Non soltanto energia elettrica e gas. Tra gli approfondimenti contenuti nella relazione annuale dell’Arera (si veda l’articolo “Luce e gas più care in Italia che nell’Area Euro”) c’è anche quello relativo al telecalore. Di seguito ne riportiamo un estratto.
In Italia la diffusione di sistemi di riscaldamento è limitata ma presenta una tendenza storicamente crescente, a partire dall’installazione dei primi impianti negli anni ’70: tra il 2000 e il 2018 la volumetria allacciata è aumentata a un tasso medio annuo del 6,5%, passando da 117,3 a 358,0 milioni di metri cubi, e l’estensione delle reti è quadruplicata, passando da circa 1.091 a 4.446 km.
La diffusione del servizio rimane concentrata principalmente nell’Italia settentrionale e centrale, dove la maggiore domanda di calore per il riscaldamento degli edifici e l’elevata densità abitativa consentono di giustificare i rilevanti investimenti infrastrutturali necessari: Lombardia, Piemonte, Trentino-Alto Adige, Emilia-Romagna e Veneto rappresentano, da sole, oltre il 95% dell’energia termica erogata.
Nel 2018 le centrali termiche al servizio di reti di telecalore hanno prodotto 11.250 GWh termici, 6.329 GWh elettrici e 133 GWh frigoriferi. Rispetto al 2017, il calore erogato all’utenza è cresciuto del 2,3%, mentre è rimasta sostanzialmente invariata l’energia frigorifera fornita (-0,1%); è, invece, calata del 6,1% l’elettricità esportata dalle centrali al servizio di telecalore verso la rete elettrica nazionale.
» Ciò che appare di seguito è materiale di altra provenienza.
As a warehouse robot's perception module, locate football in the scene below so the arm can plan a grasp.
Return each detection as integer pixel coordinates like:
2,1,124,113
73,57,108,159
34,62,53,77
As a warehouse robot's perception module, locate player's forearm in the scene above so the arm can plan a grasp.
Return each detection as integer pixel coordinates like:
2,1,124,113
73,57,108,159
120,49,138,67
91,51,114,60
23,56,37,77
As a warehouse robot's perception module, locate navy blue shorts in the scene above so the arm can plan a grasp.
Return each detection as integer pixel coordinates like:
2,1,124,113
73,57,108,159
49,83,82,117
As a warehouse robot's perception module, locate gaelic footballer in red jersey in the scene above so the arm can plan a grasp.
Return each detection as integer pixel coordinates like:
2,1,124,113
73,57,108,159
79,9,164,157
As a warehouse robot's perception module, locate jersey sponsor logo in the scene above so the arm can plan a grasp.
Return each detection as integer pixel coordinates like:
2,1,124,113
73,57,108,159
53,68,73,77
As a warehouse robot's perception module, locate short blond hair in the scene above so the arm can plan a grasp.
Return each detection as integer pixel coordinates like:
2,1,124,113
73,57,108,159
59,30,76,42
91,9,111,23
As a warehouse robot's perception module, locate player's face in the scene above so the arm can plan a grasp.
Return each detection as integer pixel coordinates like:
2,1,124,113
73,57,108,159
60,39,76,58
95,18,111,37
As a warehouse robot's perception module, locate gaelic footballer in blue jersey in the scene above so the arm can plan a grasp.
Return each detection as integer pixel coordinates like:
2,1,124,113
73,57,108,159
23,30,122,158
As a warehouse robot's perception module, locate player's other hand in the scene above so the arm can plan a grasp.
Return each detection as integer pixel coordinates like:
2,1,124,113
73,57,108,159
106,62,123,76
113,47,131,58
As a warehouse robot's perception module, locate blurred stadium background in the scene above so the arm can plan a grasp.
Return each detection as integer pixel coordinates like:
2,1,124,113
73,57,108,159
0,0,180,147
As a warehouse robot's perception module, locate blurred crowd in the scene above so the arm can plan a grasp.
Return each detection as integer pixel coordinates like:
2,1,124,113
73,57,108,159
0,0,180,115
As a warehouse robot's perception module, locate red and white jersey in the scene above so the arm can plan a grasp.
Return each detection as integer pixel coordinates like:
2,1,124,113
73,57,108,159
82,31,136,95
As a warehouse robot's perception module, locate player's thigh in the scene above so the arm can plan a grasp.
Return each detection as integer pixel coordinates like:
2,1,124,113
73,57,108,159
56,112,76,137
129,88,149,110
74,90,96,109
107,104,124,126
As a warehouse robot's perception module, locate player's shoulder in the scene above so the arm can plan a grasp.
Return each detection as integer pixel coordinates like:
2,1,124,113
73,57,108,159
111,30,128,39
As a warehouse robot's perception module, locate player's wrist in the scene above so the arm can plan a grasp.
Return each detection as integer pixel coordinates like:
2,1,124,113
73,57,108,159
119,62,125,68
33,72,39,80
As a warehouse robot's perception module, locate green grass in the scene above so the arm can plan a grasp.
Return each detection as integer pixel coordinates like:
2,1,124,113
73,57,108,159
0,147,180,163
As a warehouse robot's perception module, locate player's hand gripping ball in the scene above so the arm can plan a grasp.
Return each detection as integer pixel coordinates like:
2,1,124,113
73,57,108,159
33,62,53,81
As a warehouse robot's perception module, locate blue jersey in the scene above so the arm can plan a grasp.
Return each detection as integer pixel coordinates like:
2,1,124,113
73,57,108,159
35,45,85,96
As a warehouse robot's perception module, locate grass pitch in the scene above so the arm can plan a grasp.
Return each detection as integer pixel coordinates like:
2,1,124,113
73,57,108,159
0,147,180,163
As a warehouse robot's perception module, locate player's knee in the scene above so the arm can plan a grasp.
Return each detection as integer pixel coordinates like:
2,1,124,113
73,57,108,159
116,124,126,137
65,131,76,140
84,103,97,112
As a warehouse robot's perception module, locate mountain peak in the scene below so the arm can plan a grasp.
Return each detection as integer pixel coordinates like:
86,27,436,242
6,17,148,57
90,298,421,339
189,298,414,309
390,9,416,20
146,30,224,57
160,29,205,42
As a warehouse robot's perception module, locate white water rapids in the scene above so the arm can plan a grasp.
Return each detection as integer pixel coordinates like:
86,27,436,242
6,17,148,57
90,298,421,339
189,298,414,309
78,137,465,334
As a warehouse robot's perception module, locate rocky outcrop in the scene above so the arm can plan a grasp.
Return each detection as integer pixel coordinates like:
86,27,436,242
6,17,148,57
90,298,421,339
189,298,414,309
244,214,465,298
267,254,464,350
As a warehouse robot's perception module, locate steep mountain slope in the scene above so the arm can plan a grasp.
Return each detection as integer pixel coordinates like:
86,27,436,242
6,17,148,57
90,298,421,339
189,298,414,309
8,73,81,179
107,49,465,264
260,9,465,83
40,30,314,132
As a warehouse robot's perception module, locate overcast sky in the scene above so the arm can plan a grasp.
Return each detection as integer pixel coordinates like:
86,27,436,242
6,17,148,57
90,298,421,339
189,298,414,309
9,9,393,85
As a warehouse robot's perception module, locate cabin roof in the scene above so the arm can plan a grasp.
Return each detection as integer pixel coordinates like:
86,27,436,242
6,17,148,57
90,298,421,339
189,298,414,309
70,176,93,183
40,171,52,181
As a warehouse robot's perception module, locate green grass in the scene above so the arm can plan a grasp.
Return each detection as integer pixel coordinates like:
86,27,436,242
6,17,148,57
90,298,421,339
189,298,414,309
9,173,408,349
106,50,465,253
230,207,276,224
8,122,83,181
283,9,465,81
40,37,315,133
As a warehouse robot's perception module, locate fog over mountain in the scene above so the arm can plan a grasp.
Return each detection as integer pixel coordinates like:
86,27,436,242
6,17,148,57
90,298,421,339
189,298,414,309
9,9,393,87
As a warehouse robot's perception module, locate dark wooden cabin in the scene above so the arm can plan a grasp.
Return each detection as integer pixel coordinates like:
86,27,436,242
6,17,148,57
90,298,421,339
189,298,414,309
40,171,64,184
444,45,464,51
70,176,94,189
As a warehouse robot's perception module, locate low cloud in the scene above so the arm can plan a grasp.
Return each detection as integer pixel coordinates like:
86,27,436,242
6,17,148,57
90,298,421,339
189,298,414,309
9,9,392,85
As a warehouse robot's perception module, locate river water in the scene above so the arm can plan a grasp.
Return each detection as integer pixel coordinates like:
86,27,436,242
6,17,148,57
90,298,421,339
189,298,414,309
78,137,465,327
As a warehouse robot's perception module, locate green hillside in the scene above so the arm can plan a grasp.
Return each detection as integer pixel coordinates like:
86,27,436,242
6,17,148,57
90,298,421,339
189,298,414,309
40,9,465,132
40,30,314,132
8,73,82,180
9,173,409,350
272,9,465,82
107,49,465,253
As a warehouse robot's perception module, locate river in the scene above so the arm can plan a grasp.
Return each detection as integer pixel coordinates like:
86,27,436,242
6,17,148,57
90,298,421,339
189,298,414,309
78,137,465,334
Il gas naturale si conferma la fonte energetica nettamente prevalente per il funzionamento degli impianti (70,3% del consumo energetico complessivo), seguita dai rifiuti urbani residui (14,2%) e dalle bioenergie (9,6%) che guidano la crescita delle fonti rinnovabili.
Con riferimento alle tecnologie di generazione si conferma una netta prevalenza degli impianti di cogenerazione di elettricità e calore, che hanno prodotto il 66% dell’energia termica immessa nelle reti.
I metodi di determinazione del prezzo più utilizzati dagli esercenti sono basati sui costi sostenuti (obiettivo di assicurare all’esercente l’equilibrio economico e finanziario e garantire un’adeguata remunerazione del capitale investito) o sul costo evitato (obiettivo di fornire all’utente un prezzo del servizio conveniente rispetto al costo che avrebbe sostenuto utilizzando una tecnologia di climatizzazione alternativa).
Il settore mostra, le proprie eterogeneità anche nelle forme tariffarie; le strutture di prezzo più comuni utilizzate dall’esercente sono monomie su energia termica (tipicamente espressa in €/MWh o €/kWh) e binomie su potenza contrattuale ed energia termica, in cui è presente anche una componente fissa, generalmente dipendente dalla potenza impegnata (espressa in €/kW).
Dal 1° gennaio 2020, ai sensi del TITT, gli esercenti sono tenuti a pubblicare sul proprio sito internet i prezzi di fornitura applicati all’utenza (gli esercenti di minori dimensioni che non ne sono dotati usano modalità alternative, quali gli sportelli aperti al pubblico o l’invio su richiesta).
Da un’analisi condotta dall’Autorità a fine 2019 su un campione di 32 reti gestite da 12 esercenti di maggiori dimensioni, è emerso che per il 50% delle reti il prezzo netto (IVA e credito di imposta esclusi), per un utente condominiale di tipo domestico, era compreso tra circa 82 e 92 €/MWh.